Hoy vi de nuevo a Lezama cuando entraba por el zaguán de su casa. ¿A dónde va, Maestro?, le dije. Hacia Dánae voy —respondió—, hacia Narciso.

 

Ñángara

¿Quién era el niño maltratado? ¿Y quién era el que maltrataba al niño?
¿Una persona adulta? Y entonces, ¿qué persona era esta?…
Todas estas interrogantes recibían la misma respuesta: “No sé…, pegaban a un niño”.
Sigmund Freud

Pegan a un niño. No soy yo. Es el niño. Desde aquí se escucha. Lo castigan porque ama furiosamente a su madre. Porque quiere su seno, su piel, su calor, su cuerpo. Porque quiere volver al vientre, a ese lugar imantado por el deseo, donde estaba, bello refugio contra la miseria y el ansia. Por eso chilla. Porque no entienden que tiene hambre y tiene que chillar.
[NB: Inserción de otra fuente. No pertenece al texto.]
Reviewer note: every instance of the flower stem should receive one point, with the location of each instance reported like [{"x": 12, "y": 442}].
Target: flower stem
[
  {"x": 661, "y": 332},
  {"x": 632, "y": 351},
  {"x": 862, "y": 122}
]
Y otra vez lo vuelven a castigar porque ahora habla y dice madre padre perro chulo puto, porque ahora roba lo que no le dieron, porque es pecado no comer como Dios manda, no vestir decentemente, fornicar, desear a la mujer de su vecino, tan bellos sus senos, su piel, su boca, su cuerpo y por eso le dice calladamente tú eres mi obsesión, mi mejor fantasía, no me importa tanto castigo y tanto pecado y tanta policía, no me importa que otra vez me peguen, la cárcel, la insolencia, solamente quiero amarte de nuevo como si fuera el primer día cuando nací otra vez sobre tu seno y recordé que chillaba para que no me dejaran allí tan solo, como si fuera un residuo, un ñángara, un desperdicio el mismo acusado de siempre, el mismo maldito expulsado de todos los días.

 

Litoral

Con alguien que no existe discuto. Siempre discuto sobre la improbable frontera de estos días en la que pocos amigos persisten. Ningún rostro se asoma por el litoral, ningún nombre, ninguna bandera, sólo gestos de un enigmático pasajero apoyándose en su pequeño paraguas. De pronto algo gira en la mañana como un iluminado mástil invisible que golpea sobre la nostalgia y me convierte en un extraño sobreviviente de la vigilia. ¿Avanzo? No sé si avanzo entre mis antepasados o toco la luz de los maravedíes. No sé si despierto o regreso. A veces amanece lluvia sobre las tapias. Entonces este viaje este recuerdo de barco encallado en su salitre es nube es viento es sólo aire de playa entre girasoles.